The Brexit-supporting boss of Next says a warm start to September has done more to hinder sales than political uncertainty among shoppers.
Lord Wolfson made his remarks as the retailer reported a 3.7% rise in sales in the first of its financial year, running to the end of July, resulting in a 4% rise in pre-tax profits to £327.4m.
While store sales continued to stutter, by more than 5%, online business was up by almost 13% with over £1bn in revenue.
The company maintained its outlook for a slight rise in annual profits.
As the clock ticks down to the Brexit deadline of 31 October Lord Wolfson admitted the start of the Autumn season had been “disappointing” despite strong fundamentals for the economy as household spending power surges at a time of record employment.

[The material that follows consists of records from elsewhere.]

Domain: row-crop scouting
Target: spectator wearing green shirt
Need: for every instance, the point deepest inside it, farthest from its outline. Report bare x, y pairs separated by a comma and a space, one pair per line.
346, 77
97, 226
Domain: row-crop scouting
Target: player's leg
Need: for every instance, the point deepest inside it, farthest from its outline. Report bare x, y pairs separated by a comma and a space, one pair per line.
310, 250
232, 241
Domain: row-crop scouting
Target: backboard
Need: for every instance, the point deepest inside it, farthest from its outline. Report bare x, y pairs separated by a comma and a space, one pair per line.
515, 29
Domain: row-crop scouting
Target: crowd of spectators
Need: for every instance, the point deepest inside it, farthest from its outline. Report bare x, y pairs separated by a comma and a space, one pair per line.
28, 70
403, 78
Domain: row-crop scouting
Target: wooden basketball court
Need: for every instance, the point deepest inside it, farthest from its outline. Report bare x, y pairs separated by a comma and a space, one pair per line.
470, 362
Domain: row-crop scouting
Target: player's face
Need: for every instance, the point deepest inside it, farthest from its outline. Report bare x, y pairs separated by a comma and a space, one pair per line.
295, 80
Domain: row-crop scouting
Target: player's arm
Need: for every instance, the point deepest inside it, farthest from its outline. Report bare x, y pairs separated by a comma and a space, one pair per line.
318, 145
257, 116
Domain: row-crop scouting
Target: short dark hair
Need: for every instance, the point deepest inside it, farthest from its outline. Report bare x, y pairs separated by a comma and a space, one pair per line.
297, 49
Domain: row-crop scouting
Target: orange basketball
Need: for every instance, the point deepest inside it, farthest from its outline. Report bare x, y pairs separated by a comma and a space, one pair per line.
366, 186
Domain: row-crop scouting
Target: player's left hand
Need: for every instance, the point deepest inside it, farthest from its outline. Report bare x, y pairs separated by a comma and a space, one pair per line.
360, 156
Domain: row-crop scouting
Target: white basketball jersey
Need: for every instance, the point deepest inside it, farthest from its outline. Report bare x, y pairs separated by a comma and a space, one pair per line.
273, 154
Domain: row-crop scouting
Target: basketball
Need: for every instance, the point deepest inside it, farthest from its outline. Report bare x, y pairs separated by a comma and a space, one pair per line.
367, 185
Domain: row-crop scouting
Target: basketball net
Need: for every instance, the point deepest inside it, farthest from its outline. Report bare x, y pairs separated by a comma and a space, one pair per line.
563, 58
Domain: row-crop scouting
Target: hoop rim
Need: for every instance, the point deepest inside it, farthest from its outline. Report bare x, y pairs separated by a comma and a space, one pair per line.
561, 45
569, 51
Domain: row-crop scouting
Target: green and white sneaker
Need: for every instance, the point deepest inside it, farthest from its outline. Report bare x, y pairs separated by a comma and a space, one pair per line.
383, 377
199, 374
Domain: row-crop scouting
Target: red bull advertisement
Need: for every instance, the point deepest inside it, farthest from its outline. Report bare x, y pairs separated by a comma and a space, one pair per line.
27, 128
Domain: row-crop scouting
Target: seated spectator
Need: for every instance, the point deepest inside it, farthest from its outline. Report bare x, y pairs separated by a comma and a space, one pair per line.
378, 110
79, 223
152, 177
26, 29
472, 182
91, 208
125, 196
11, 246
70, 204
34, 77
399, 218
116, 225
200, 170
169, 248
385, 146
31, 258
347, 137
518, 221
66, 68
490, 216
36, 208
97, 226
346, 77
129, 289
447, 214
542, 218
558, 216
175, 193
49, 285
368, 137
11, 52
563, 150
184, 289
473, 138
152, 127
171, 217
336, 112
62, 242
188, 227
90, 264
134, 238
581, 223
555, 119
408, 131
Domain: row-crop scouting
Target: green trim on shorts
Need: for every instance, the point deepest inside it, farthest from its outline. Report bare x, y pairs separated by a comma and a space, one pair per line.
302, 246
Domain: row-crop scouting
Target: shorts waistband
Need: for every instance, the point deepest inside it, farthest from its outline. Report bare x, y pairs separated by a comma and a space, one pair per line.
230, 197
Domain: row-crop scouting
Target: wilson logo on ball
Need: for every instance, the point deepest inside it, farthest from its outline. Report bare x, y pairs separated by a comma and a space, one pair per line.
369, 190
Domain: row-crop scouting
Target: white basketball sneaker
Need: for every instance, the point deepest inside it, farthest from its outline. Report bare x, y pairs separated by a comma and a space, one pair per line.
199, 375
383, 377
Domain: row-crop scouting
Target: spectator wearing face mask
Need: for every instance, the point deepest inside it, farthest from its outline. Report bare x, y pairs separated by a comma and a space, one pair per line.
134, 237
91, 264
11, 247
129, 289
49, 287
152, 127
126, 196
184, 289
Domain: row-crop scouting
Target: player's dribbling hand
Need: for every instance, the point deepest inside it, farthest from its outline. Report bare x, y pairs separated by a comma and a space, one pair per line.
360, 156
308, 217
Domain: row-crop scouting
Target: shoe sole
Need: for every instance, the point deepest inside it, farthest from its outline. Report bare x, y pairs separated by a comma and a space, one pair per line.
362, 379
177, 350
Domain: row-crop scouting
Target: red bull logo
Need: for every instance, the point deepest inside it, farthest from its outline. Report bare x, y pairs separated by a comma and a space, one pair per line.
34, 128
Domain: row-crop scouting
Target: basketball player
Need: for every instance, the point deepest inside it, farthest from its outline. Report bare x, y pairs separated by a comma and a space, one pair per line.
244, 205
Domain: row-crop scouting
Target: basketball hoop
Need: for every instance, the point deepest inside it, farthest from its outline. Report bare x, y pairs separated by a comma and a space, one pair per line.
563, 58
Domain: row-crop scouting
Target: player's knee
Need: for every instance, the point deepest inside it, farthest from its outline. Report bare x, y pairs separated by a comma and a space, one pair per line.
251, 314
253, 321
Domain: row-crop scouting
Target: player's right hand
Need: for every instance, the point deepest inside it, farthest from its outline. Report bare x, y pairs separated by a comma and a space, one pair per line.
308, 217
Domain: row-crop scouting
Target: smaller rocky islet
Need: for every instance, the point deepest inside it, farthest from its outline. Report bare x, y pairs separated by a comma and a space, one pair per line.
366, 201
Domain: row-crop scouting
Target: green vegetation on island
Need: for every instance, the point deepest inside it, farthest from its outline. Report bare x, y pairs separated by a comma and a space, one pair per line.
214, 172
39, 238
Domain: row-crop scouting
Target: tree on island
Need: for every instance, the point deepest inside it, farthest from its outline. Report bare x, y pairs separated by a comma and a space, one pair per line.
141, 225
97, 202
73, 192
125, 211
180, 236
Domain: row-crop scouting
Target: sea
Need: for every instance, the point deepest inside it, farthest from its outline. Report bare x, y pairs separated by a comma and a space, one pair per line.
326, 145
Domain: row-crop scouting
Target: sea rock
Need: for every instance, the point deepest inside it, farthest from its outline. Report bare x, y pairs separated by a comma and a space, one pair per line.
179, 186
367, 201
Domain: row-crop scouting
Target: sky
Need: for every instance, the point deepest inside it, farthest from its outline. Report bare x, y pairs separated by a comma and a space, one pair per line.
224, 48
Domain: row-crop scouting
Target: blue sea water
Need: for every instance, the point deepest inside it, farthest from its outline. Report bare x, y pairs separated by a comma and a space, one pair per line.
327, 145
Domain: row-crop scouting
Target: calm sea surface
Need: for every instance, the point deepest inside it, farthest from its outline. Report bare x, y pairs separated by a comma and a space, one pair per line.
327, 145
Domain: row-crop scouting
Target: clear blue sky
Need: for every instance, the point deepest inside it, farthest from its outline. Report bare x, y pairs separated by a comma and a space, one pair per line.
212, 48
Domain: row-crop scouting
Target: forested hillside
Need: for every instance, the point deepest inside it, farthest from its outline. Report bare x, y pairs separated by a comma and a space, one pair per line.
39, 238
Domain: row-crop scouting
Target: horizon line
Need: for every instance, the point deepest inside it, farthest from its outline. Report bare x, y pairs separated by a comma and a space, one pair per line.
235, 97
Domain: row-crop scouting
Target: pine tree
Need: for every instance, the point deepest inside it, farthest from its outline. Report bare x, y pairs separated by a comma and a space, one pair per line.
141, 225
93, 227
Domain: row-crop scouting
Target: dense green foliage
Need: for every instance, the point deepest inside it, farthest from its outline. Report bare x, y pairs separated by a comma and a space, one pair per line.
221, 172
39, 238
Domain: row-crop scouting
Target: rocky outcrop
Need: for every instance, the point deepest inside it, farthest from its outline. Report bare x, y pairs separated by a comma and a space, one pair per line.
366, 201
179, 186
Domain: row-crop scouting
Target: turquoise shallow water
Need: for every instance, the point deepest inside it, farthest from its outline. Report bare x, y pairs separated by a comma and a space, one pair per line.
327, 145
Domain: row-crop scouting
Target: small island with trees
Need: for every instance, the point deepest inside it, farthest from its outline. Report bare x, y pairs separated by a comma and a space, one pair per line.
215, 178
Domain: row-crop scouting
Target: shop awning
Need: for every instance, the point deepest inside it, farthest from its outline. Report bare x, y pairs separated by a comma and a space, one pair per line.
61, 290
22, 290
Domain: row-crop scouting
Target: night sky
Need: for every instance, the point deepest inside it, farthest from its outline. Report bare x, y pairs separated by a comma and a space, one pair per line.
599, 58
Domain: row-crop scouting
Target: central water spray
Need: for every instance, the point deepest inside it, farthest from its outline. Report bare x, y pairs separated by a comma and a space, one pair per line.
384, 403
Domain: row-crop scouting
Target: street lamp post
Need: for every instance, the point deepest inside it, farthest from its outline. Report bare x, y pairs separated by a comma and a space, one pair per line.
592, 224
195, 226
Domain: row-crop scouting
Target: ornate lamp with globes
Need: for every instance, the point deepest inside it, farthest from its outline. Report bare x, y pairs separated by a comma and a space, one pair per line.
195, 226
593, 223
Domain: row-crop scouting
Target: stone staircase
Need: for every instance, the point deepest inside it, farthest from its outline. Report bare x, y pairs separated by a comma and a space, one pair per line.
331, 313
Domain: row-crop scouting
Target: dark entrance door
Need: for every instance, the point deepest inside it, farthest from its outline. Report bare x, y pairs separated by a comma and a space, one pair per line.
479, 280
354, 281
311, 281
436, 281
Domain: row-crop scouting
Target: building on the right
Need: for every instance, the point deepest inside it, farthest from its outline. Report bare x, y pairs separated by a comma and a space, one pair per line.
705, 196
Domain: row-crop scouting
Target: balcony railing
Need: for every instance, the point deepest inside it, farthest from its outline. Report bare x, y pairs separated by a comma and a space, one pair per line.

He wrote: “It is very hard to determine whether the uncertainty over Brexit is having any effect on consumer spending and we can find no evidence that it is affecting spending on small ticket price items.
“Some suggest that the fact of Brexit, of itself, might undermine consumer confidence.
“Certainly, the first few weeks of the Autumn season have been disappointing. However, we believe that the warm start to September has done much more to hinder sales than the political temperature.
“Our experience is that political storms, of themselves, rarely affect sales and consumers only change their behaviour when those events directly impair their income or increase their non-discretionary expenditure.”